PROJECT TEAM:
Scott Sickeler, AIA: Principal In Charge
Scott Morris AIA: Project Manager
Tim Keepers: Senior Designer + Imagery
This facility is a 375 key up-scale conference hotel located at the entrance of the north gate into the United States Air Force Academy campus. It is one component of a larger development that would include office, retail, and the new USAFA welcome center and museum. The project includes 27,000 square feet of meeting and banquet space and all of the typical business hotel amenities. The design was inspired by the mid-century modem vocabulary that is used for all of the campus facilities.
The primary challenge with the project was an inherent conflict between maximizing views from the hotel to the iconic USAFA chapel and the dramatic front range of the Rockies from and minimizing glare and solar heat gain into the building.
The project site is directly east of the existing United States Airforce Academy campus and the front range of the Rocky Mountains. All of the dramatic view from the site are directly west facing. It was important that the Cadet Chapel could be seen from most of the guestrooms, the ballroom, the roof top terrace and the lobby. This required an orientation of the building that resulted in the majority of these spaces facing due west. In order to maximize view from these spaces, floor to ceiling window wall was a requirement.
Several features were introduced into façade to help address the glare and view conflict. Horizontal roof and floor slab projections were created to mitigate heat gain and glare for mid-day and summer solar orientations. Some of these shading devises project out as much as 10’ to address the issue. Tightly spaced vertical aluminum fins were integrated into the façade design to mitigate glare in the winter months and to help with heat gain in the late afternoon. These were introduced primarily where there was floor to ceiling glazing in the west facing guestrooms. A metal mesh system was the final layer of protection, introduced at the upper portions of the ballroom and lobby glazing.
The context and site for the project is very unique and rich with both natural and built environmental aspects to respond to. Nature is ever presence in Colorado and both physical and visual connections for the hotel guests is very important. Exterior transition and function spaces are programmed throughout the design to facilitate interaction with the natural environment, including exterior event lawns, ballroom terraces, exterior roof top lounges, and curated garden spaces. Floor to ceiling glazing is used throughout the project to ensure that guests are never visually separated from the beauty of the mountains and surrounding prairies of the site.

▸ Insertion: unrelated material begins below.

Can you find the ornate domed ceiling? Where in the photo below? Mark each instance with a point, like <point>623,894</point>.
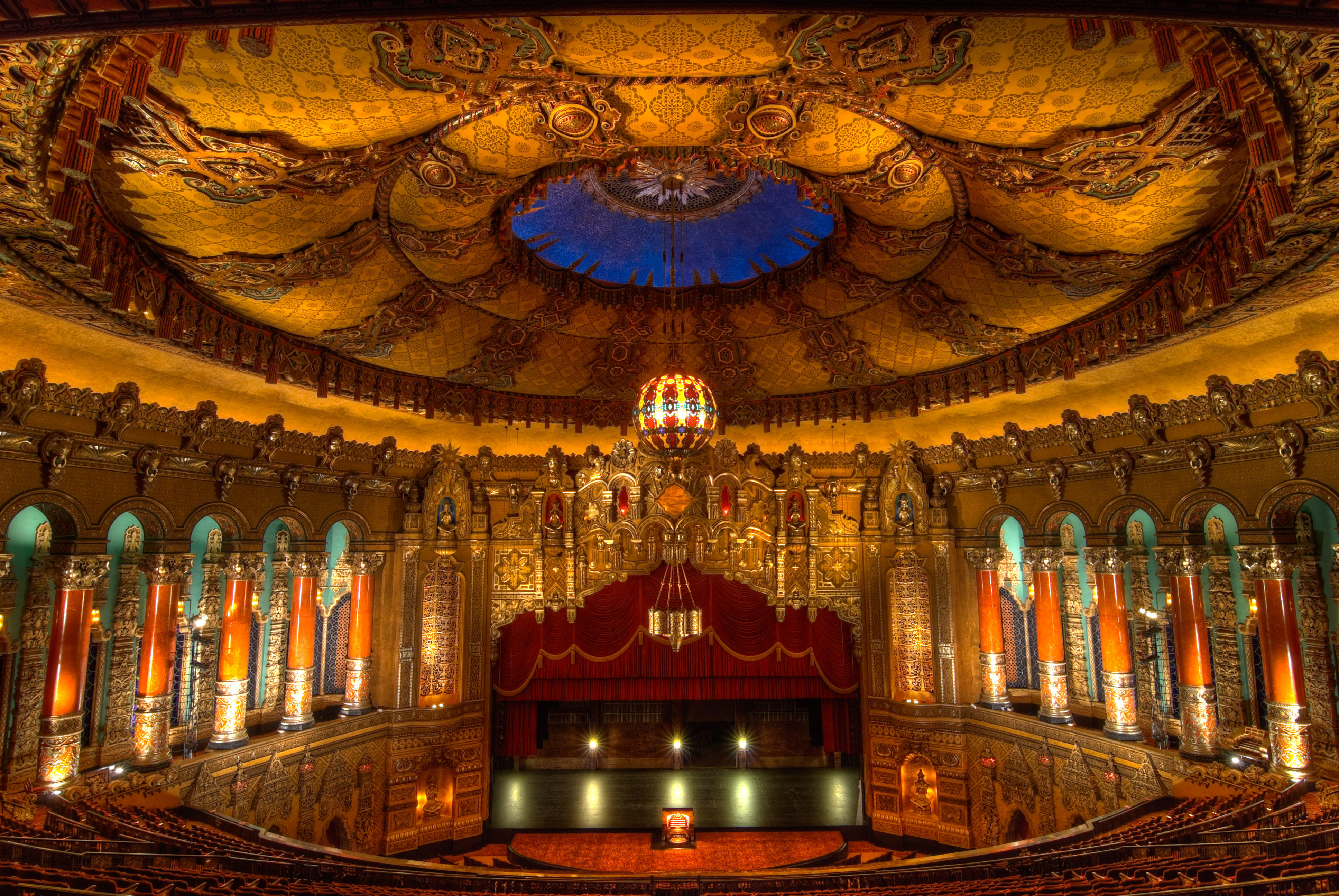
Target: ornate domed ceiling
<point>875,213</point>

The other relationship to the context of the project that was critical to the success of the design was the connection and reference that needed to exist between the existing campus architecture and this new component. The existing architecture is very consistent and follows a fairly ridged planning system with a limited and sophisticated material pallet. The 7’ grid that the campus was laid out on was utilize in this project to help transfer the DNA of the existing facilities into the hotel. The mid-century modern vocabulary of the existing facilities was adapted to reflect current building systems, the specific programmatic requirements, and a more contemporary aesthetic, while still paying homage to and directly linking to the essences of the USAFA campus. The materials in the hotel are also are a direct reference and response to the context of the campus.